Cross sections prepared from adult (12 month-old) kidneys of Inv-KD mice (g–l) and control Inv::GFP-rescue mice (a–f) were double-stained with anti-GFP antibodies (a–c, red) and PNA-FITC (b, green) or anti-GFP (d, g and j, red) and anti-acetylated tubulin antibodies (e, h and k, green). Nuclei were counterstained with Hoechst dye (a and c). High magnification image of the boxed region (a and b) are shown in panel (c). Merged and high magnification image of (de, gh and jk) are shown in panel (f, i and l) respectively. Inv::GFP protein was detected in proximal (PNA-negative) and distal (PNA-positive) tubules of Inv::GFP-rescue mice (a and b). Localization of Inv::GFP protein was detected in the cilia of both proximal and distal tubules (c, arrowhead).Inv::GFP protein was specifically down-regulated in the renal tubules of Inv-KD mice (g and j) compared with Inv::GFP-rescue mice (a and d). Inv::GFP fusion proteins were localized in the proximal region of anti-acetylated tubulin positive cilia of the renal tubules of Inv::GFP-rescue mice (d–f, arrowheads), but were down-regulated in Inv-KD mice (g–i, arrowheads). Inv::GFP protein was significantly down-regulated in the cystic tubules (j–l) compared with the non-cystic tubules (g–i). Images were taken at 10×40 (a and b) and 10×60 (d, e, g, h, j and k) magnification. Scale bars: 50 µm (a, d, g and j); 5 µm (c, f, i and l).

Figure 5. Testicular germ cell-specific elimination of Inv::GFP protein in Inv-KD mice.
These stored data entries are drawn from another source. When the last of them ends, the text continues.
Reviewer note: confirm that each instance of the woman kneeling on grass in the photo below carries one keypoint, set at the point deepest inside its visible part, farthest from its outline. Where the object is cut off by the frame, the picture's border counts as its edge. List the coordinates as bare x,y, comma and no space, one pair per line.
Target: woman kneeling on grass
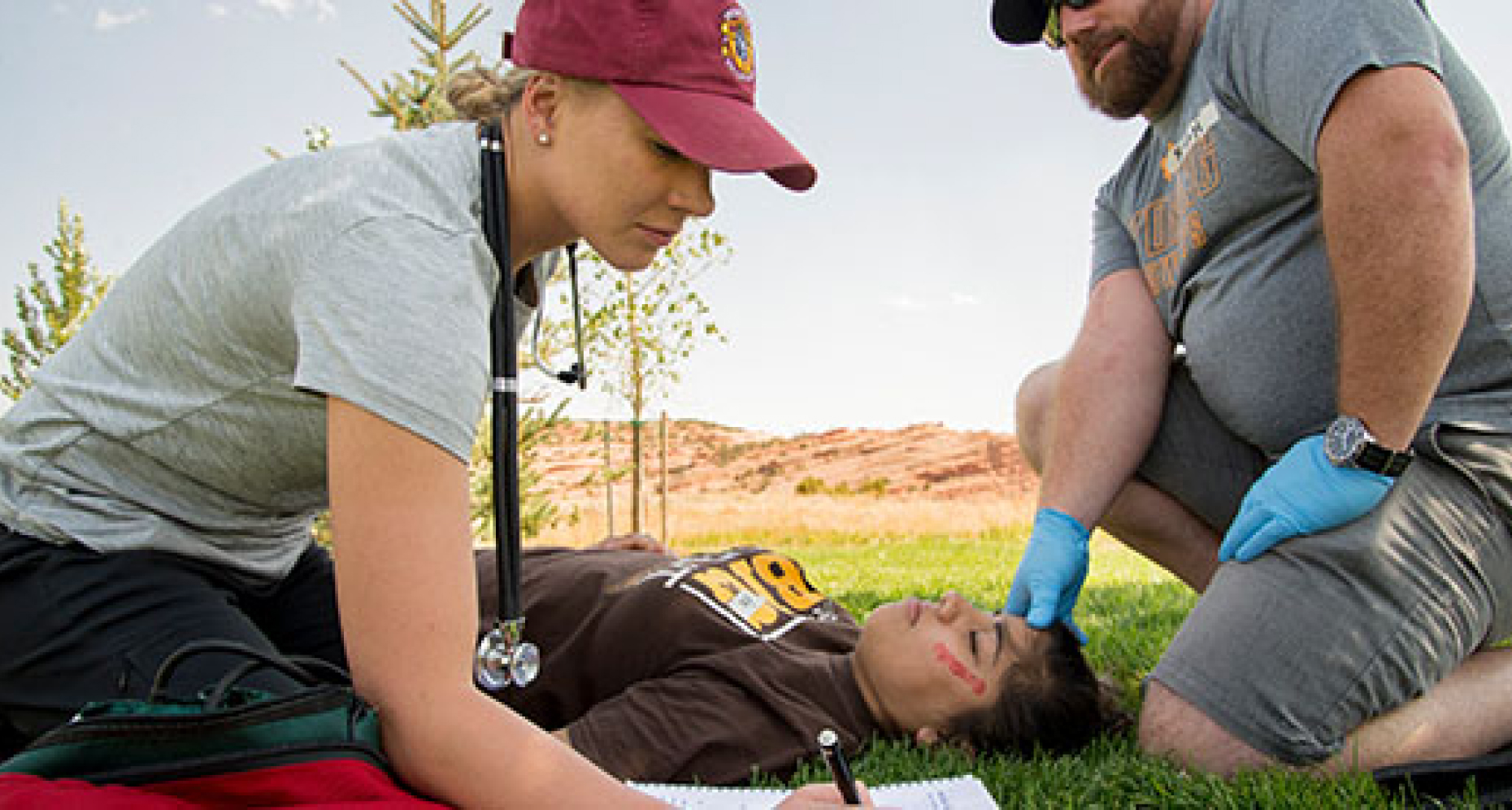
708,667
318,335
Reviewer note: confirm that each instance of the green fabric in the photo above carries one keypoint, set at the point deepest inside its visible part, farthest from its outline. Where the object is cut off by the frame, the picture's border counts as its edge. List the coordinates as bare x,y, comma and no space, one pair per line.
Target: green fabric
140,741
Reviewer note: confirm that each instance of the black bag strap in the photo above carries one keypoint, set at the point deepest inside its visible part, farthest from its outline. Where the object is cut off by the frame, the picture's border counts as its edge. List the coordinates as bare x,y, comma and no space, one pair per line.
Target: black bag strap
306,669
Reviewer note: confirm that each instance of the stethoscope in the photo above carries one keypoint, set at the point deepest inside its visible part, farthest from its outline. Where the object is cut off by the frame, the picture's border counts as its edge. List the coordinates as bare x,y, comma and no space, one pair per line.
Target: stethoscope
504,656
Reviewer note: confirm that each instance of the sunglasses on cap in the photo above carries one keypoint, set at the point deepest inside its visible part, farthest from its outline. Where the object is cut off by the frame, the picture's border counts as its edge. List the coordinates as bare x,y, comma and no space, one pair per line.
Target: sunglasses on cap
1053,37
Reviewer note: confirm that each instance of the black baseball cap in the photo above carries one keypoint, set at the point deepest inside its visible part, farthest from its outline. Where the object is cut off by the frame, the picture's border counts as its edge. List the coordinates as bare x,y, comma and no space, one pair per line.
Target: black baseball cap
1019,21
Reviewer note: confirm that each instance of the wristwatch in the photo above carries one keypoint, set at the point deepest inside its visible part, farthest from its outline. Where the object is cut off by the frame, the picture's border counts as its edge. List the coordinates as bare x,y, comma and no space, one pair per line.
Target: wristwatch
1348,442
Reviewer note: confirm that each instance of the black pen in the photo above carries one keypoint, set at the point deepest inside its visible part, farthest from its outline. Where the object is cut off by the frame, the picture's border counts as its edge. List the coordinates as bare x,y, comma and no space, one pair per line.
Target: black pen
833,757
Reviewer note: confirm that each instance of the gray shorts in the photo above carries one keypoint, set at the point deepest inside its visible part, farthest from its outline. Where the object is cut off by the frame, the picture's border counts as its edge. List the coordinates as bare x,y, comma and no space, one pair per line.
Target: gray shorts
1297,648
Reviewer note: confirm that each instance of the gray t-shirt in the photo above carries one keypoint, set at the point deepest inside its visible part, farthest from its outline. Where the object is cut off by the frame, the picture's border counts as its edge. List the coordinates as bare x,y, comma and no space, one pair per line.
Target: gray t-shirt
1218,207
188,412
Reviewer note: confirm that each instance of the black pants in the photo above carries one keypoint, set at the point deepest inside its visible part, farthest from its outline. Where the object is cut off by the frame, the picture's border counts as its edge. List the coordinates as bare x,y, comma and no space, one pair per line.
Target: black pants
79,625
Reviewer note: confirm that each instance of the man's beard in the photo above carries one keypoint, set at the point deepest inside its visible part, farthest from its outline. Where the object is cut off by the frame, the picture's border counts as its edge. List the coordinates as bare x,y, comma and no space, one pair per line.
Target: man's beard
1130,84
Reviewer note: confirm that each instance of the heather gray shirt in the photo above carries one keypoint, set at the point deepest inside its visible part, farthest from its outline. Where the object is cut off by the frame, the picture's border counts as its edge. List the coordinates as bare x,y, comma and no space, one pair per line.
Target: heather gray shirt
1218,207
188,414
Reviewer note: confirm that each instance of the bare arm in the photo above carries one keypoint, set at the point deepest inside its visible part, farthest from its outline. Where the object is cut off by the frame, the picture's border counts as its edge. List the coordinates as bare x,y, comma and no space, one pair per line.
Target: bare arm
1397,217
407,594
1109,398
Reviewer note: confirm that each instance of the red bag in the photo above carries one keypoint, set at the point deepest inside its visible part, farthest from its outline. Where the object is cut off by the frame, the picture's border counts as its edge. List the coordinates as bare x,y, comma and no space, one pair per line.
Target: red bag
313,785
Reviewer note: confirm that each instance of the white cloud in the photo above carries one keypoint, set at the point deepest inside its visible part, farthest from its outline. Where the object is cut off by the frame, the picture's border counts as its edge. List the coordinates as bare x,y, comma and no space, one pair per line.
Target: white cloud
106,20
324,10
906,303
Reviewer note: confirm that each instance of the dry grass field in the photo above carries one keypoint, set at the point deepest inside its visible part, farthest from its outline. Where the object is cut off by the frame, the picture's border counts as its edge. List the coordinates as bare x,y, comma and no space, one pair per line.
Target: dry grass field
701,515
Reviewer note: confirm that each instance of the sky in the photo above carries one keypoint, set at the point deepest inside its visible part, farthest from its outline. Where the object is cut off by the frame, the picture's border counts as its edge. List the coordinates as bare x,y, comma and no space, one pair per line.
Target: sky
941,258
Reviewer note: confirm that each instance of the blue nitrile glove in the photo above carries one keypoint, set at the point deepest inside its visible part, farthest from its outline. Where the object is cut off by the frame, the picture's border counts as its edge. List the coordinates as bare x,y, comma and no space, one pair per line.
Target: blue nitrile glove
1049,576
1301,494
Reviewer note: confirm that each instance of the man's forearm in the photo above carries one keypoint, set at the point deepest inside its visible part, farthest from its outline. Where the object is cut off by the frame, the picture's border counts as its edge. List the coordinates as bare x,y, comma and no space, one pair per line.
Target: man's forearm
1397,217
1109,398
Testicular sections prepared from adult (a–f and i–p) or postnatal (3 day) (g and h) Inv-KD mice (b, d, f, h, j, l, n and p) or control Inv::GFP-rescue mice (a, c, e, g, i, k, m and o) were stained with anti-GFP antibodies (g, h, m and n, red) or double-stained with anti-GFP antibodies (c, d, i–l, o and p, red) and testicular germ cell-specific anti-calmegin antibodies (e, f, k and l, green) or vascular endothelial cell-specific PECAM-1 antibodies (o and p, green). Hoechst-stained images are shown to identify the cell types of the testis (a, b, g–i and m–p, blue). Inv::GFP protein was mainly observed in the spermatid cells of testicular germ cells (a, c, e, i and k, arrowhead) and somatic cells, such as connective tissue cells and Leydig cells (m, double arrows and arrow) and vascular endothelial cells (o, arrow) in Inv::GFP-rescue mice. Inv::GFP protein was specifically eliminated in the germ cells of Inv-KD mice (b, d, f, j, and l), and was down-regulated in connective tissue and Leydig cells (n, double arrow and arrow) and vascular endothelial cells (p, arrow). In Inv-KD mice, Inv::GFP protein was eliminated in anti-calmegin antibody-positive germ cells in adult testis, and in spermatogonia cells in postnatal mice (day 3) testis (h, arrowhead) but not in Inv::GFP-rescue mice (g, arrowhead). Scale bars: 200 µm (a and b); 50 µm (g−j and m–p).